Dans le volume précédent, intitulé « Le Miroir Noir et autres Curiosités », nous avions découvert un club atypique, une étrange place « perdue hors du temps et de l’entendement » sur laquelle une taverne à la fois obscure, victorienne et baroque, tenue par un authentique hydrocéphale, apparaissait à la fois comme un repaire d’excentriques, une bibliothèque déviante et un cabinet de merveilles. Une taverne où l’on exhibait d’extraordinaires phénomènes anatomiques, où l’on examinait des mécanismes impensables, où l’on s’extasiait devant d’étranges phénomènes scientifiques. Un « Club de Curiosités » où chaque jeudi se rassemblaient quelques décadents animés par un goût maladif pour l’insolite, et qui était aussi, certains soirs de désœuvrement, le point de départ d’effrayantes expéditions nocturnes. Avec « Les Vanités et autres Curiosités », le visiteur s’en repart, dans ce club et à ses marges, pour un nouveau tour de manège macabre.

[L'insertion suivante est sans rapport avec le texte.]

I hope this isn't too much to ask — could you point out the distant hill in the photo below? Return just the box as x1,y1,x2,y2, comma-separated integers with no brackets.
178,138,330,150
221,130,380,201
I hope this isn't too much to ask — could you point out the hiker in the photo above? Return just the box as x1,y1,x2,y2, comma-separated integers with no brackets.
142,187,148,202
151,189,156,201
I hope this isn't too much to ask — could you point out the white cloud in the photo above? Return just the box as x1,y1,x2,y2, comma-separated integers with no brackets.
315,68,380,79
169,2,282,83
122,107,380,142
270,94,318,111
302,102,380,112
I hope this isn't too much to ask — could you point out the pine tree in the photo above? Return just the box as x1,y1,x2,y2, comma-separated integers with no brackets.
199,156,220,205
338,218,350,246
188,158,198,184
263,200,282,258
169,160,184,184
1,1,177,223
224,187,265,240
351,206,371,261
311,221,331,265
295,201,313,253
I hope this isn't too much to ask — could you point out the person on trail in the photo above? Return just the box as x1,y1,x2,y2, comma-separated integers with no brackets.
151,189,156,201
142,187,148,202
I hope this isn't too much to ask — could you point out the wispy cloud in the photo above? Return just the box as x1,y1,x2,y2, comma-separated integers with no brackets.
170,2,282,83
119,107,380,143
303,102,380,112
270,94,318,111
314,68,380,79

Nous retrouvons donc ici la plupart des personnages principaux du « Club de Curiosités ». Le narrateur tout d’abord, souvent effacé, dont on sait qu’il collectionne les crânes et qu’il ne manquerait pour rien au monde les singularités que ce club est capable de lui offrir – par exemple le squelette de Howard, tenancier de sa profession, hydrocéphale de son état, et lui-même membre du club. Le Dr Riviera, ensuite, praticien respectable aux tendances parfois inhumaines et aux prouesses chirurgicales souvent atypiques. Moïse, aux réflexions noires et grinçantes. Le Syphilitique, moribond perpétuel raillé pour une agonie sans fin qui explique sans doute le caractère grinçant et désespéré de son humour. Miss Stiple, décadente et raffinée, dont on ne sait pas grand-chose sinon qu’elle aime à se vêtir de costumes ténébreux ou victoriens, et qu’elle possède une boutique « qui tient plus du bazar que de l’herboristerie ». Mycroft, investigateur et sagace, un évident frère de Sherlock Holmes. Et enfin Léonard le croque-mort, qui viendrait bien, dans les salles de dissection, disputer au docteur Riviera ses proies encore tièdes.

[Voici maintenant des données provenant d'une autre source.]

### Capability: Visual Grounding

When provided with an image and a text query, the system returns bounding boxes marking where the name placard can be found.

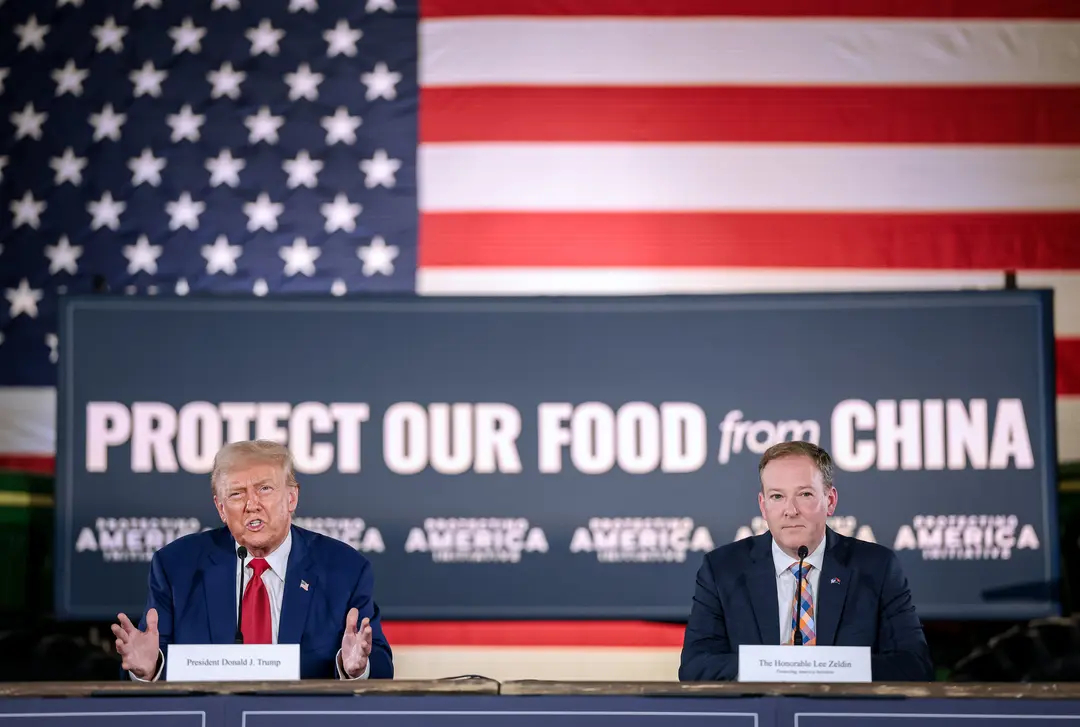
[159,644,300,682]
[739,644,872,682]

“... les mines ternies par l’abus de l’absinthe fabriquée maison donnaient l’effet de corps arrachés à leur éternel repos pour peupler bien piètrement une taverne aux allures d’antre macabre.”

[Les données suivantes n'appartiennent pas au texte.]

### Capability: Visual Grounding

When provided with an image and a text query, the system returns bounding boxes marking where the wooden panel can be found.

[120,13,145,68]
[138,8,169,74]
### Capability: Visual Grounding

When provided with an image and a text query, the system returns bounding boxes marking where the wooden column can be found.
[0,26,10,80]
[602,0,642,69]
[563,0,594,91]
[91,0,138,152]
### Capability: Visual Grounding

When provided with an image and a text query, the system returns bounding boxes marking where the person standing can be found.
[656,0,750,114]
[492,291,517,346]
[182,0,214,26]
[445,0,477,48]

Un gourmet anthropophage, un Monsieur Muscle ventriloque et amateur de théâtre macabre, un être mi-singe mi-humain, une plante carnivore, une tête humaine encore vivante montée sur un mécanisme invraisemblable : telles sont les attractions que l’on s’obstine à faire venir au Club de Curiosités. Chacun des membres y va de son imagination, de ses relations, de son obstination, de sa chance, dans l’idée de trouver mieux et pire que son voisin. C’est donc à celui qui dénichera le plus horrible, le plus infâme, le plus étonnant. C’est aussi à celui qui, au lieu de se laisser aller à un bien compréhensible effarement, fera preuve du blasement le plus accompli et du détachement le plus cynique.

Il arrive néanmoins, certains soirs, que ne se profile aucune curiosité. Il faut alors savoir ne pas se consoler trop facilement avec les spiritueux habituels, faire preuve de suffisamment de force d’âme pour résister à la langoureuse tentation du spleen, se motiver, et pour finir se vêtir de pied en cap pour s’en aller quêter l’étrange à travers la ville et ses faubourgs, dans la brume et les lueurs bleutées des becs de gaz.

“Chacun y était allé de sa parure originale : un chapeau à insonorisation, des lunettes opaques, des sucreries narcotiques chargées dans un tube déjà armé en bouche en cas de danger, une dague à double lame, nos canne-épées, des gants de cuivre, un casque de scaphandrier (...)”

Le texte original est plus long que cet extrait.